In 1996, Katz became the first computer scientist to be appointed chair of the EECS department, a position he held until 1999. At the time of his appointment he was working on a new concept called wireless computing – an alternative to tying desktop computers to the internet though wires – and an interview in the college’s newsletter seems prescient.
“One day, every student at Cal is going to have some type of laptop that they’re going to want to take from the classroom to the coffee shop to the library,” he opined. He was instrumental in bringing the first experimental generation of the AirBears wireless network to the campus, and helped make it available to Berkeley students on a trial basis. Twenty years later, mobile computing is taken for granted.

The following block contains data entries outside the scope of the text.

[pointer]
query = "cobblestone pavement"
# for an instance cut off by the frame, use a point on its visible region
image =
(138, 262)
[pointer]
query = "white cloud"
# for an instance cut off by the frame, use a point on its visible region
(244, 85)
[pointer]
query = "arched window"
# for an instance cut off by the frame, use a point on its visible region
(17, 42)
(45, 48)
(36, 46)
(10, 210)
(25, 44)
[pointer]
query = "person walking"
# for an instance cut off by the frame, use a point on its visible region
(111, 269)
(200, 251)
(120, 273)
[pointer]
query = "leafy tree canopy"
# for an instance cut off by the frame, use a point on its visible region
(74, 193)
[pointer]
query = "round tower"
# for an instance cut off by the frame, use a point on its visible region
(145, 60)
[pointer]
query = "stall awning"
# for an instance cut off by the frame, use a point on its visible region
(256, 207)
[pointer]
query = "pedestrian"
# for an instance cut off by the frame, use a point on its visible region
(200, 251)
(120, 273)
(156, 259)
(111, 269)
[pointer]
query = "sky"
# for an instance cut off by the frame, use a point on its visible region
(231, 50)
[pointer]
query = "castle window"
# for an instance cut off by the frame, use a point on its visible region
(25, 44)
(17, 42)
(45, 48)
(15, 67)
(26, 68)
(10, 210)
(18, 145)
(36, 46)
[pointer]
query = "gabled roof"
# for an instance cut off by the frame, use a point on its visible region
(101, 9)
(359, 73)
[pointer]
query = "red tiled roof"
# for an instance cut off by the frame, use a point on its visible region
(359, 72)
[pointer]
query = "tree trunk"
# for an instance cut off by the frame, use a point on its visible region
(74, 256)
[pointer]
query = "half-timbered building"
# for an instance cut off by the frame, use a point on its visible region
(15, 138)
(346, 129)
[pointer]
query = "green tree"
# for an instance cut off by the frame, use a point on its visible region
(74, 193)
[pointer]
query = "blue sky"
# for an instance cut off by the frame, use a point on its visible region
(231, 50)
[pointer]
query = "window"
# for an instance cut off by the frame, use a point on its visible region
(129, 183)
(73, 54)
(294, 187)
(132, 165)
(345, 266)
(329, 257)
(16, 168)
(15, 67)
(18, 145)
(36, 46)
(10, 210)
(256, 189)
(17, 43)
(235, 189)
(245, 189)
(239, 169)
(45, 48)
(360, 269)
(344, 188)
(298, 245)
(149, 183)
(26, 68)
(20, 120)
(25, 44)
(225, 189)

Katz has also helped shepherd other innovations into common usage: wide-area wireless networks for mobile devices, cloud-based applications and cloud storage and ways of managing and protecting computer networks. He currently is involved with the RISELab – Real-time Intelligent Secure Execution — where he collaborates on projects to use machine learning to assess and control complex infrastructures, like buildings, energy and transportation systems, in real time.

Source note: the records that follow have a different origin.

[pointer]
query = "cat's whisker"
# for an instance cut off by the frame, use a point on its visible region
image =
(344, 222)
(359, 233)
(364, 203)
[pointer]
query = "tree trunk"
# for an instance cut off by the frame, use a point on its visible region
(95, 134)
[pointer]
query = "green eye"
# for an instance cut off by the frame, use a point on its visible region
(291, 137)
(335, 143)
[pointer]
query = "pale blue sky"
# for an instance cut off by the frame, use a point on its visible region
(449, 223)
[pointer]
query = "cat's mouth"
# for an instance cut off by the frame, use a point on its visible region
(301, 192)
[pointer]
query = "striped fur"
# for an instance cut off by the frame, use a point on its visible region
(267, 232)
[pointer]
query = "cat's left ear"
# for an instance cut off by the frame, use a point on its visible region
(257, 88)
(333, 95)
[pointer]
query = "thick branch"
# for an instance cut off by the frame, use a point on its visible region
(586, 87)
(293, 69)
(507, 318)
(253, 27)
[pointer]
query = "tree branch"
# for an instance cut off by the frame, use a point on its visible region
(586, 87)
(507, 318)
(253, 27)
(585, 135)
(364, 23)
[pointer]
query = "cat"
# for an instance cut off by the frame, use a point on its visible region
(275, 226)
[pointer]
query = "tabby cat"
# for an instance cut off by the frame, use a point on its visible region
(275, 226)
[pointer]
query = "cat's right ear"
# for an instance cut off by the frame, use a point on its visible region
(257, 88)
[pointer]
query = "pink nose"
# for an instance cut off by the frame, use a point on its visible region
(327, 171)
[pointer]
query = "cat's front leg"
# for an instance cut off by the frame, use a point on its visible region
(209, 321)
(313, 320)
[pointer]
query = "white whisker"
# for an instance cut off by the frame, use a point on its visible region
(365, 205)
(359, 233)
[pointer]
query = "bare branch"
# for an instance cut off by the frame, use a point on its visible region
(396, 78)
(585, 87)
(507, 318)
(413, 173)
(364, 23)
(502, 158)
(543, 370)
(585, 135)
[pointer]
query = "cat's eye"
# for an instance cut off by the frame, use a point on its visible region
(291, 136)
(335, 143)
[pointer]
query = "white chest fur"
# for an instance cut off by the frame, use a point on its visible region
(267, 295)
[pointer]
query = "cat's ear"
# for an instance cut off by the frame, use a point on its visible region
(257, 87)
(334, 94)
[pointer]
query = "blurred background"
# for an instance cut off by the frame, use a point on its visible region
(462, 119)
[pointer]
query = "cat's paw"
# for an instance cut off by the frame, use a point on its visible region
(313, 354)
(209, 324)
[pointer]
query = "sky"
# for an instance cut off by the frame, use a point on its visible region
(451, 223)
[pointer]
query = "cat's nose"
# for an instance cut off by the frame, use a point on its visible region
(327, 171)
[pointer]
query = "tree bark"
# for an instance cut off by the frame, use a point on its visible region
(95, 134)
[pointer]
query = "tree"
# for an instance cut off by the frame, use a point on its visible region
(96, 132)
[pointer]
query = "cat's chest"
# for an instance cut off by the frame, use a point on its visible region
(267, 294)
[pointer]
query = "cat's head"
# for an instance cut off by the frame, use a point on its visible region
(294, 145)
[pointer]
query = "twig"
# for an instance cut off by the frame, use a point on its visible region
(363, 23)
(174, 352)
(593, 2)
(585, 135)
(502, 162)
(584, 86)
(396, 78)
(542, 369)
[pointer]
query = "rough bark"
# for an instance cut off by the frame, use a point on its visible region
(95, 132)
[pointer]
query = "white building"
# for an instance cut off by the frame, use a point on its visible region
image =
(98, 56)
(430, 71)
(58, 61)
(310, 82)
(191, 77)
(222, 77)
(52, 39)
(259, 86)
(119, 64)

Throughout, he has talked widely with industry researchers to disseminate UC Berkeley discoveries and encourage their adoption in the wider world. Today, researchers are more likely to start their own companies to get their discoveries to market, a shift that Berkeley has embraced.
“I believe that Berkeley has had a huge impact on the economies of the Bay Area and California and the country in general,” he said. “We need to not duplicate what is already provided by the startup ecosystem, which reaches from Silicon Valley through San Francisco to Berkeley already, but make it easy to take advantage of it and not get in the way of faculty and student entrepreneurialism on campus.”
As vice chancellor, he is also eager to advance efforts already underway to streamline research oversight and management systems on campus.
“The entire apparatus of research administration is really to support the faculty at the end of the day, and to make Berkeley the best possible environment for pursuing world-changing research,” he said. “Without that, we will not be able to continue to recruit the best and the brightest faculty, which is the reason why grad students and undergraduates want to come to Berkeley. That is going to be the obvious high priority for me.”
Katz has also had a profound impact on engineering education at Berkeley, and has been recognized for his dynamic teaching and mentoring with numerous honors, including the campus’s Distinguished Teaching Award. He has been a frequent instructor in the Freshman Seminars program, teaching courses on the history of communications technologies.
Katz is a member of the National Academy of Engineering and the American Academy of Arts and Sciences, as well as a fellow of the Association for Computing Machinery, the Institute of Electrical and Electronics Engineers and the American Association for the Advancement of Science.
Katz lives in San Francisco with his wife, psychologist Zoi Eliou, and his two rescue dogs, Benji and Lulu. An avid Giants fan – his parents gave him the same middle name as Willie Mays – he is also an amateur actor and playwright and a voracious reader of fiction and history.